= Aikaterini Trikoupi =

Turkish politician

Aikaterini Trikoupi (Αικατερίνη Τρικούπη, Constantinople, 1800 – Aegina, 15 July 1871) was the wife of the Prime Minister of Greece and historian Spyridon Trikoupis. Her son was Charilaos Trikoupis, also a prime minister.

==Biography==
===Family===
She was born in Constantinople in 1800, the daughter of the scholar and officer in the Danubian Principalities, Nicholas Al. Mavrokordatos (1744–1818) and Smaragda Karatza. She had a brother, the fighter of the Greek Revolution of 1821 and later politician of the independent Greek state, Alexandros Mavrokordatos, and two sisters, Eleni and Efrosini (wife of Friedrich Eduard von Rheineck).
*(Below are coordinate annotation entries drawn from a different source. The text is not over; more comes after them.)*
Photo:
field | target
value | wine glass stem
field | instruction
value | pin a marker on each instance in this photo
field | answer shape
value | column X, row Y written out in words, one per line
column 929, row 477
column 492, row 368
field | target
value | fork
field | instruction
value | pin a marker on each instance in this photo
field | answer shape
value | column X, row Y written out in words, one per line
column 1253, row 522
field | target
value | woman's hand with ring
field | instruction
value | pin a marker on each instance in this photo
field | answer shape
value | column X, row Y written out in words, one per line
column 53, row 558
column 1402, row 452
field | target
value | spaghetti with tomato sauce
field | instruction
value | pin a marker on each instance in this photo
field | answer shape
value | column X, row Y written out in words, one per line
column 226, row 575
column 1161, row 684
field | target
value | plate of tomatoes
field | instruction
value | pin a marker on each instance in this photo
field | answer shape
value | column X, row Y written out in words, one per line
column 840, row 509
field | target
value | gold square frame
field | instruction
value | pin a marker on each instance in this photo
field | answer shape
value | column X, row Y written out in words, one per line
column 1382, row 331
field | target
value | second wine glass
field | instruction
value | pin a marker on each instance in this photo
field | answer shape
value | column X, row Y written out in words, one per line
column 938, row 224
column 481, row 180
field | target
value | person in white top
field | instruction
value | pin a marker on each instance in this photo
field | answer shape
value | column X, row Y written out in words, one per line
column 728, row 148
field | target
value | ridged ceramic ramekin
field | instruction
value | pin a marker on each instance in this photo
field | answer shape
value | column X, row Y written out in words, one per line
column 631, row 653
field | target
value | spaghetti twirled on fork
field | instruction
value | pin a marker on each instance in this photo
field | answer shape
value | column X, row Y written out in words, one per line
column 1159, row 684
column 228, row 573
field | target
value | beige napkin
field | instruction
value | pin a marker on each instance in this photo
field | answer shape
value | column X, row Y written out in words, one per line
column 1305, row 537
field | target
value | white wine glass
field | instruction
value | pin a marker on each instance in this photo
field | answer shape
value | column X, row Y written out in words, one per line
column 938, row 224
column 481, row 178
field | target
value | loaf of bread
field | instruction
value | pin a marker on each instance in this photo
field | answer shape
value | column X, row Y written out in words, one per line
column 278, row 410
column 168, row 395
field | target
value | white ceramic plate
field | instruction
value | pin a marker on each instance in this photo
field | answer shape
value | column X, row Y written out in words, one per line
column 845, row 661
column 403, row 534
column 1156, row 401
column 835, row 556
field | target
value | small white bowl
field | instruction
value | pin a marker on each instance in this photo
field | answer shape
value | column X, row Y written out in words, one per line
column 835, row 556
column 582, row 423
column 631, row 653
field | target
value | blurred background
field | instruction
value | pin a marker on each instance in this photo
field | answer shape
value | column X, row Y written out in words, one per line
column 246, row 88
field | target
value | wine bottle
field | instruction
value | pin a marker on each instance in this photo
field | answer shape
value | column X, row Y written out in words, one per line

Her uncle was the ruler (hospodar) of Wallachia, John Caradja.
===Fleeing Constantinople during the Greek Revolution===

When the Greek Revolution began and the Ottomans started persecutions against the Greeks of Constantinople, her house at Arnavutköy was attacked while her uncle, Georgios Mavrokordatos, was hanged. Later, in fear of being captured and ending up in a harem, she left her house and sought refuge with an English priest who helped her to escape. She came to Greece and specifically to Nafplio, where she was reunited with her brother, Alexandros.
===Marriage and children===

On 7 January 1826 she married in Nafplio the politician Spyridon Trikoupis. The marriage produced four children: Aglaïa (1830–1842), Charilaos (1832–1896), Othon (1833–1844) and Sophia (1838–1916).
===Life in London and death by drowning===

She lived for many years abroad, mainly in London, where her husband served as ambassador; later the family settled in Patissia. She died on 15 July 1871 in the Trikoupis villa in Aegina from drowning. She was buried in the First Cemetery of Athens in the family tomb of the Trikoupis family.
==Surviving photograph in a museum==

She was famous for her stature, kindness and education which she acquired after adulthood, learning among other things, French. In the National Historical Museum, among the exhibits, there is a wallet of Charilaos Trikoupis which includes a photo of Aikaterini.

==Bibliography==
- Sophia Trikoupi, Η Μήτηρ μας - Αικατερίνη Τρικούπη το γένος Νικολάου Μαυροκορδάτου (1800-1871), Βιβλιοθήκη της Βουλής των Ελλήνων, Athens 2012.
- Koula Xiradaki, Φαναριώτισσες, εκδόσεις Φιλιππότη, Athens, 1999.
- Χαρίλαος Τρικούπης - Έκθεση ιστορικών κειμηλίων της οικογένειας Τρικούπη, Hellenic Parliament, Athens, March 2012.